When ERA started, its goal was to make EVT accessible to every one of the 400 or more Albertans who are eligible for it each year. Last year, the province’s stroke teams completed 378 of the procedures.
About 5 to 15 percent of stroke patients turn out to be candidates for an endovascular thrombectomy. But the ones who do receive it tend to be among the most severe cases, and so, says Michael D. Hill, “there’s a visible difference to how stroke patients flow through the hospital now, because we’re able to send them home.” In a strange twist, some patients who might once have wound up on life support, or lingered in a hospital bed for weeks, now walk out under their own power within three or four days — while others who experienced smaller or more moderate strokes might sometimes stay longer.
One Sunday afternoon at Foothills, Hill was able to discharge a woman in her mid-50s who underwent her EVT on Thursday night.

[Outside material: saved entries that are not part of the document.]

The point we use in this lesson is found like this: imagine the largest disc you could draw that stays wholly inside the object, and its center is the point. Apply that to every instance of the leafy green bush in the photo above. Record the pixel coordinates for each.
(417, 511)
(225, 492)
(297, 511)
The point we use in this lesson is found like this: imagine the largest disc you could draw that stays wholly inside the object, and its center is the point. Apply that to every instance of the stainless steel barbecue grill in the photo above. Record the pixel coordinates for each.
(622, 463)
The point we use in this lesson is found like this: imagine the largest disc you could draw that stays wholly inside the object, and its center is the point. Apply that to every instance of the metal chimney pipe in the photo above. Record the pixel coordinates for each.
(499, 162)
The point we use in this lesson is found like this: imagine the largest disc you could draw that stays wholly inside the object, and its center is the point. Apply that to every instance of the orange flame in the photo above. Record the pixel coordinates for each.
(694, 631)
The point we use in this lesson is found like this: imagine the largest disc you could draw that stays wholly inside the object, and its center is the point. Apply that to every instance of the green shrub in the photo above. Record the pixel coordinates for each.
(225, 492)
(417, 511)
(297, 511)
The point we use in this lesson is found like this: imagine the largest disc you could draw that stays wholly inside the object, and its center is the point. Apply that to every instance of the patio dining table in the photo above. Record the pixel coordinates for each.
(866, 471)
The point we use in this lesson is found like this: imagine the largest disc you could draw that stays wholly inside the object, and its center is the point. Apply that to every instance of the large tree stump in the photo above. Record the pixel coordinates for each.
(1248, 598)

A huge swath of her brain had been at risk from the clot — but the thrombectomy saved almost all of it. “Look at you,” he said as she walked unassisted down the hallway of the stroke ward. “You’re pretty good.” Her stroke was caused by a heart condition called atrial fibrillation; a prescription for blood thinners would, they hoped, prevent any more clots from recurring. “Good thing you got her here quickly,” Hill told the woman’s daughter. “She’s done well. We’ll see you back in the clinic for follow-up.”
Elsewhere on the ward, the variety and cruelty of stroke’s effects was on display. One older woman, asked for her age, could only say wryly: “Too old.” Her sense of humor was intact, but her own biographical details now escaped her. Another patient, an elderly man, could no longer find the language to express his knowledge of the world. When Hill showed him a butter packet, and asked him if he knew what it was, the patient answered “yes,” confidently. But then he paused, struggling, unable to come up with the words. A man in his mid-40s was buoyant, eager to walk on his own, determined to get home and start physical therapy. But he couldn’t yet swallow consistently, and he remained on a liquid diet. So he had to stay.
Like patients experiencing heart attacks or major traumas, suspected acute stroke patients bypass the usual E.R. triage procedure. Instead, they’re brought straight to a trauma bay behind the main emergency room, and what comes next is a kind of frenetic choreography. I witnessed the whole dance one Friday night, when, after the page went out — STAT STROKE. ETA 5 MIN — the stroke team gathered behind the E.R. to await the patient, a woman in her early 40s.
After a brief stop in the trauma bay for a neurological exam, she was wheeled down the hallway, straight to diagnostic imaging, where two paramedics carefully hoisted her off the gurney and onto the bed of a CT scanner. The machine hummed, and Dr. Steven Peters, the on-call stroke neurologist for the night, peered over the shoulder of a resident at the black-and-white images filling the screen of a desktop computer.
Unfortunately, this patient hadn’t been discovered right away; her stroke had been ongoing for several hours. It was too late to consider tPA, but EVT was still worth a try: “It looks like she has a lot of cortex we can save,” Peters said, still staring at the screen. The neurointerventionalists were paged. Mayank Goyal was on call that night, along with a neuroradiology fellow.